Inizia con una citazione della poetessa americana Premio Pulitzer Mary Oliver Tendaberry, esordio al lungometraggio del 2024 della regista e artista visiva Haley Elizabeth Anderson, tra le giovani figure più interessanti del cinema indipendente americano, visibile dal 25 aprile su MUBI Italia: “Come ti aspettavi che fosse l’amore? Come un giorno d’estate?”. Un’amarezza sospesa fluttua sul fondo nero di questo esergo visivo, che scompare rapido come un’onda per lasciare spazio a Coney Island, luogo-non-luogo di New York, fulcro di questa storia, così come di tantissime altre, una sorta di tripudio emotivo, storico, progettuale, come già ci ha raccontato l’architetto e urbaista olandese Rem Koolhaas in uno dei capitoli più belli e ricchi di Delirious New York.
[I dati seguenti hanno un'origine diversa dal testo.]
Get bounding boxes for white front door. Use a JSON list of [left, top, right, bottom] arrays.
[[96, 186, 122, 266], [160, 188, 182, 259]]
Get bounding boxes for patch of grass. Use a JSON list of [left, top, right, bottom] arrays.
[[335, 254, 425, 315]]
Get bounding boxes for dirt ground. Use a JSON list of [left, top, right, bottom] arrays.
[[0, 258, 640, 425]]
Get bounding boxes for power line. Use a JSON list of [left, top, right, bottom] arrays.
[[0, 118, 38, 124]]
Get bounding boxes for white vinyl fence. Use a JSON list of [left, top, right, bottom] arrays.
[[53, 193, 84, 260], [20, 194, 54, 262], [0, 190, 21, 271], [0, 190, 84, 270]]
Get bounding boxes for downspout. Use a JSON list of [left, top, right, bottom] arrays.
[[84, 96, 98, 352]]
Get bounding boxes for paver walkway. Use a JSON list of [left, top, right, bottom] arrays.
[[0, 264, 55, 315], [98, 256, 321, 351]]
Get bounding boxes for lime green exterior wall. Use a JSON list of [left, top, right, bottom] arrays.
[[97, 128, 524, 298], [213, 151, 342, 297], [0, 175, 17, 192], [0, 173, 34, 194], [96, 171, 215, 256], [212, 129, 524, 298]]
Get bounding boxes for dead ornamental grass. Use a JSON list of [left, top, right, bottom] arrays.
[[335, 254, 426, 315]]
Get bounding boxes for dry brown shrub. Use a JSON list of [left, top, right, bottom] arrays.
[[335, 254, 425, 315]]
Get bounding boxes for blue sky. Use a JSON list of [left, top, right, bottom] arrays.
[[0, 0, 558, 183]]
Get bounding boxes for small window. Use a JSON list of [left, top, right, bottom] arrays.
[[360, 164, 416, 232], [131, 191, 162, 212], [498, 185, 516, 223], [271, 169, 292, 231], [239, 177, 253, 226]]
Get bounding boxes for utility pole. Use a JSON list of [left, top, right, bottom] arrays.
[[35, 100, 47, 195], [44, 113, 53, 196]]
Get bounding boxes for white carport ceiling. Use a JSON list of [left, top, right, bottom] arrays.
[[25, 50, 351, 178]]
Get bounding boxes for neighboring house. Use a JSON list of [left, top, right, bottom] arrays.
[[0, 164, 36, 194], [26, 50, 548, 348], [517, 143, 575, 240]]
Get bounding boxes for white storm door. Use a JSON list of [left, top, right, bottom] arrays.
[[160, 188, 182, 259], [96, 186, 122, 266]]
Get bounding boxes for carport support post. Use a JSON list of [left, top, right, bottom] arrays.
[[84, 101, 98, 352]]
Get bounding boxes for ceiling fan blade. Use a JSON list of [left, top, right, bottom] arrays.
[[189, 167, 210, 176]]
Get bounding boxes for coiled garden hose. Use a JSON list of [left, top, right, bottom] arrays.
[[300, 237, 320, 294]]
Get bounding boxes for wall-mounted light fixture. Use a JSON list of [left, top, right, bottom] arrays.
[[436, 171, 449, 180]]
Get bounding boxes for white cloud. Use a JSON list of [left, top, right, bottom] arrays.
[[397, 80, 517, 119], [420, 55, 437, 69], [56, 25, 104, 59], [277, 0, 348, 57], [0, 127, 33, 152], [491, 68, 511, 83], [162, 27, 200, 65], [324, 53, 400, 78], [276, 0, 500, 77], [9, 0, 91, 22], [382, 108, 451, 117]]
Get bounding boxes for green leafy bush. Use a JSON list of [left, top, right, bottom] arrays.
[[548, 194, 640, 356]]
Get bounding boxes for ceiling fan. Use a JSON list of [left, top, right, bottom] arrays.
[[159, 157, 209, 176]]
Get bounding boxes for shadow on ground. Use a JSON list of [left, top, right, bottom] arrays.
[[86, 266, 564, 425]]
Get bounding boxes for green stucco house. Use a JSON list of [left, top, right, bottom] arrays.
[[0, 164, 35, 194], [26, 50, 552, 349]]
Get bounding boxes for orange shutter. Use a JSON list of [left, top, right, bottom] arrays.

Coney Island era luogo d’approdo di molti immigrati, fu qui – come ci ricorda la voce narrante, Dakota – che nel 1849 Hermann Melville scrisse Moby Dick, fu qui che nel 1870 fu inventato l’hot dog e che nel 1903 aprì il primo Luna Park, e poi Dreamland, parco di enorme sperimentazione tecnologica e scientifica, anche se in realtà era un parco divertimenti. Coney Island fu una piattaforma di sperimentazione urbana incredibile, fondamentale per lo sviluppo di Manhattan. Eppure, dagli anni Trenta, tra guerre di mafia, grande depressione e il devastante incendio del 1932, la piccola penisola si svuotò. Coney Island era la terra dei conigli, era la terra dei Lenape, i nativi della zona, c’erano prima loro, e chiamavano quelle terre “Narrioch”, terre senza ombra, eppure Coney Island è diventata la terra dove sono iniziati molti incubi, come dice Dakota. Lì il passato è vicino, ma dimenticato. Il luogo in cui la terra incontra il mare è senz’ombra. È uno spazio liminale, di confine, anche percettivo e inconscio. Questo luogo – come ogni luogo, ma più di altri – non è solo un’indicazione e una definizione geografica, ma un’atmosfera emotiva e immaginifica, intima e collettiva. Ogni luogo è fatto delle storie – vere e immaginate – che ci si sono svolte, delle esperienze che sono state fatte lì, del modo in cui è stato visto, visitato, fotografato, raccontato, sfruttato nel tempo. Tutti questi strati compongono un’immagine e una percezione subconscia dello spazio, gli danno vita, e forma e forza, come fa questo film.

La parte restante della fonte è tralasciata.